When, therefore, his attention is suddenly arrested by an apparition, startling in its reality and instantaneous production, the reaction is likely to be both rapid and violent, so that the seer is frequently carried back into full waking consciousness. When, however, the mind is previously instructed and warned of this stage of the process, a steady and self-possessed attitude is ensured and a subconscious feeling of expectancy manifests at the critical moment. I have known so many cases of people being surprised out of clairvoyance and so to have lost what has often been an isolated experience, that this treatise will be wholly justified if by the inclusion of this warning the novice comes successfully through his first experience of second sight.
We come now to the point where it becomes necessary to consider other important reactions which the development of any psychic sense involves. To some favoured few these supernormal faculties appear to be given without any cost to themselves. Perhaps they are direct evolutional products, possibly psychic inheritances; but to such as have them no price is asked or penalty imposed.

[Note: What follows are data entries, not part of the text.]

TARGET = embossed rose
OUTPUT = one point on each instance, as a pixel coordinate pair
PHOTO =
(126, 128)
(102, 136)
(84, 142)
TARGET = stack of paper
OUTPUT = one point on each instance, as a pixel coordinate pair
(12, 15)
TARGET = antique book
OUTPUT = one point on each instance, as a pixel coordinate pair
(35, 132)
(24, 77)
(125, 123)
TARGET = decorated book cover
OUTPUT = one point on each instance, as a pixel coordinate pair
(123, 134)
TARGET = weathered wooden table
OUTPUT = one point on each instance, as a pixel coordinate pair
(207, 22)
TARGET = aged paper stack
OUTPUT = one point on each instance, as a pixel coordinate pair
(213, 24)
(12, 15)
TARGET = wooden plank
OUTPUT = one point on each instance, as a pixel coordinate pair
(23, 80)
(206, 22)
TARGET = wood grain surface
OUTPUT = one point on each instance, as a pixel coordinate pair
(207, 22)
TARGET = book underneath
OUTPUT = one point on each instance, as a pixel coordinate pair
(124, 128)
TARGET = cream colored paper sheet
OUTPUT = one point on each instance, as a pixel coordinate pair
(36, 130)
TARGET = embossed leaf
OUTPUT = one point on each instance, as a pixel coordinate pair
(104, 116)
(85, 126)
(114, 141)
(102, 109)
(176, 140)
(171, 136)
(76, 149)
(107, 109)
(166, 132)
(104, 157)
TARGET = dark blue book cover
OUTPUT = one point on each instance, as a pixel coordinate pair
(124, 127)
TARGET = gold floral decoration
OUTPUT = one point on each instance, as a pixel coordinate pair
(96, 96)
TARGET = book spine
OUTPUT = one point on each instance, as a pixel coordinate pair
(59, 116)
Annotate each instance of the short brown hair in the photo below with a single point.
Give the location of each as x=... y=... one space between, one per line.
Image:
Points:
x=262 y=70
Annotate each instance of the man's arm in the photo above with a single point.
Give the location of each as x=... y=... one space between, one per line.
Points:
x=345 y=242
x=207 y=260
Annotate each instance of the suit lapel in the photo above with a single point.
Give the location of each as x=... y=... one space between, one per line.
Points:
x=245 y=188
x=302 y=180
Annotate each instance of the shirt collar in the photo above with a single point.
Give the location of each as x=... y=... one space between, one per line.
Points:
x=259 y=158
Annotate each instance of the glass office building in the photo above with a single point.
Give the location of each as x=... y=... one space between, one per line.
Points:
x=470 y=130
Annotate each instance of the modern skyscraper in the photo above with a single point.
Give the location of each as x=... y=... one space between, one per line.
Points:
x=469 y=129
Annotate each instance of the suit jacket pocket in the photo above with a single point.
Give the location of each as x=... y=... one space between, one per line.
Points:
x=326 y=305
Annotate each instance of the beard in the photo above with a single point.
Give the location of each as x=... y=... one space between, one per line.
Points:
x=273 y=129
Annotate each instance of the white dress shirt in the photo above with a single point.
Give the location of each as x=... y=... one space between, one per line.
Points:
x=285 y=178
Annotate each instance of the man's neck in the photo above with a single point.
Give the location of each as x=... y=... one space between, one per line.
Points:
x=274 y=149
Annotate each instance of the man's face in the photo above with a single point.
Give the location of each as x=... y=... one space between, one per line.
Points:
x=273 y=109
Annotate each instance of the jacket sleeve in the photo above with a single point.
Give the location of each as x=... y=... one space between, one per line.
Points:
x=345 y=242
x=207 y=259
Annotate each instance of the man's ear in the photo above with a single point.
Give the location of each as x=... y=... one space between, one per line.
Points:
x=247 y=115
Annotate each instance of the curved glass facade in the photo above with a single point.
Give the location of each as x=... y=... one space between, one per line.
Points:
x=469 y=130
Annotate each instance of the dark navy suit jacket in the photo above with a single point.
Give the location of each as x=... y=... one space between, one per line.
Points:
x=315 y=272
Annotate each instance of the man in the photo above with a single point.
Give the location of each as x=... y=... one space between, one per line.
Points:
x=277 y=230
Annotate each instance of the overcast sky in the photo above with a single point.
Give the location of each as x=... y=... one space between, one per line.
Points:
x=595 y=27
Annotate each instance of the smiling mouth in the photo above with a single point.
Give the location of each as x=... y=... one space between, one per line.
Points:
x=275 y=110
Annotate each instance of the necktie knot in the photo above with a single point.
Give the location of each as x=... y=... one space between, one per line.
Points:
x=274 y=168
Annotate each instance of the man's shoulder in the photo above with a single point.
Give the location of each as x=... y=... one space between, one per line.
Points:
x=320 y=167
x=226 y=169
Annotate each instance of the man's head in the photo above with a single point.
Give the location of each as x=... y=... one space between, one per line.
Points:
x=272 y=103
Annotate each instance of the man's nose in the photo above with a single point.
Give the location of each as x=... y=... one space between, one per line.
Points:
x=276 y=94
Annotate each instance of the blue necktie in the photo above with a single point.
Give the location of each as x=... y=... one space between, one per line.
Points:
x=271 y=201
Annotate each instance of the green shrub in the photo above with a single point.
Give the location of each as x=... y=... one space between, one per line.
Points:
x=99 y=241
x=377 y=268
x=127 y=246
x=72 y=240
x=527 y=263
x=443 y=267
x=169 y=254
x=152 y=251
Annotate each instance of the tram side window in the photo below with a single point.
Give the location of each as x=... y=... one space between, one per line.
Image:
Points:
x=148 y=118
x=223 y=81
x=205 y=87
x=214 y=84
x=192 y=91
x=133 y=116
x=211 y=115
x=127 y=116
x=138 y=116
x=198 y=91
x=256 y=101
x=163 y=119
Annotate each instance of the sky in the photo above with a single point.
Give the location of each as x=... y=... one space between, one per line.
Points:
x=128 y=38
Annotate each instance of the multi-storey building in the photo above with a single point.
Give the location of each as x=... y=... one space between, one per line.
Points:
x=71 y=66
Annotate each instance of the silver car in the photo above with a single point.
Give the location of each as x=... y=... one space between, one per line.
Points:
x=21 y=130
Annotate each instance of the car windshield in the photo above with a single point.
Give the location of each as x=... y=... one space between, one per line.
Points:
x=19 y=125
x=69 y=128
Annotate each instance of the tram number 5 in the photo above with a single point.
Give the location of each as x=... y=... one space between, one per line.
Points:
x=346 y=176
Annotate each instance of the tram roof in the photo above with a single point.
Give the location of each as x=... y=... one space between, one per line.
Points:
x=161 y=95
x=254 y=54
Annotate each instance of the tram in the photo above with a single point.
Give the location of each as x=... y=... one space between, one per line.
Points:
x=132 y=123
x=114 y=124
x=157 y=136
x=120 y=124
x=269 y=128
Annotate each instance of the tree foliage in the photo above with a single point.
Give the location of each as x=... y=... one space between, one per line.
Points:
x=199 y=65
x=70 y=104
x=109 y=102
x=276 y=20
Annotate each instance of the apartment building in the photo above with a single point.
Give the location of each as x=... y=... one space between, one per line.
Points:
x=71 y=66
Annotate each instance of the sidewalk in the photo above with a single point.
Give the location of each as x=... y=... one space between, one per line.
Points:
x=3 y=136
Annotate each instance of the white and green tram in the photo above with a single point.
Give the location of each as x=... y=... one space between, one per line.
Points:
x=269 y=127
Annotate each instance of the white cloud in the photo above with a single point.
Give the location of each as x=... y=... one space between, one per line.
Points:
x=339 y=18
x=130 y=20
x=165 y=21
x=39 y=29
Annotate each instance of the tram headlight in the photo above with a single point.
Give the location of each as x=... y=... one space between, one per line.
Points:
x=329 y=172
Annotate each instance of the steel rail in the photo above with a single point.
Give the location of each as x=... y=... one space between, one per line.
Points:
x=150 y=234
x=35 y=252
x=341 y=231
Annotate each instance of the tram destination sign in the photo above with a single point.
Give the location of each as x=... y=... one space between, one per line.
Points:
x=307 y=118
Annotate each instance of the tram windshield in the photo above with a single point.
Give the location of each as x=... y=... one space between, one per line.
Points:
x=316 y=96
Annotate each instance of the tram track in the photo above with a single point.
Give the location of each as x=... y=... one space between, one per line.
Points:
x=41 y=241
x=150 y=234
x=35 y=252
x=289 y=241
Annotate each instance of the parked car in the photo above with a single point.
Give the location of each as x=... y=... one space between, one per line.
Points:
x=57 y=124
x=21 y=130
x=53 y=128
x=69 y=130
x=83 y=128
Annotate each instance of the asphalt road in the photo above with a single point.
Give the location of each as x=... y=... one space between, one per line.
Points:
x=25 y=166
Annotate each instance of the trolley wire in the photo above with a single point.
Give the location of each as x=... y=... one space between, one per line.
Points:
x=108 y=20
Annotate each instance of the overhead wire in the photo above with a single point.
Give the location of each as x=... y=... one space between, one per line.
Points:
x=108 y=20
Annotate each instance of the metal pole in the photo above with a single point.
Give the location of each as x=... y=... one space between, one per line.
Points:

Others there are who are impelled by their own evolutional process to seek the development in themselves of these psychic powers; and to these a word of warning seems necessary, so that at the risk of appearing didactic I must essay the task. To some it may seem unwelcome, to others redundant and supererogatory. But we are dealing with a new stage in evolutional progress--the waking up of new forces in ourselves and the prospective use of a new set of faculties. It is of course open to anybody to experiment blindly, and none will seek to deter them save those who have some knowledge of the attendant dangers, and which knowledge alone can help us to avoid. I should consider the man more fool than hero who, in entire ignorance of mechanics and aeronautics, stepped on board an aeroplane and started the engines running. Even the most skilful in any new field of experiment or research consciously faces certain but unknown dangers. The victims of the aeroplane--brave pioneers of human enterprise and endeavour that they were--fell by lack of knowledge. By lack of knowledge also have the humane efforts of many physicians been cut short at the outset of what might have been a successful career. It was this very lack of knowledge they knew to be the greatest of all dangers, and it was this they had set out to remedy.
It is not less dangerous when we begin to pursue a course of psychic development. The ordinary functions of the mind are well within our knowledge and control. There is always the will by which we may police the territory under our jurisdiction and government. It is another matter when we seek to govern a territory whose peculiar features and native laws and customs are entirely unknown to us. It is obvious that here the will-power, if directed at all, is as likely to be effectual for evil as for good. The psychic faculties may indeed be opened up and the unknown region explored, but at fatal cost, it may be, to all that constitutes normal sanity and physical well-being; in which case one may say with Hamlet it be better to "bear those ills we have, than fly to others that we know not of."
Some of the conditions imposed upon those who, not being naturally gifted in this direction, would wish to experiment in clairvoyant development, may conveniently be stated and examined in another chapter.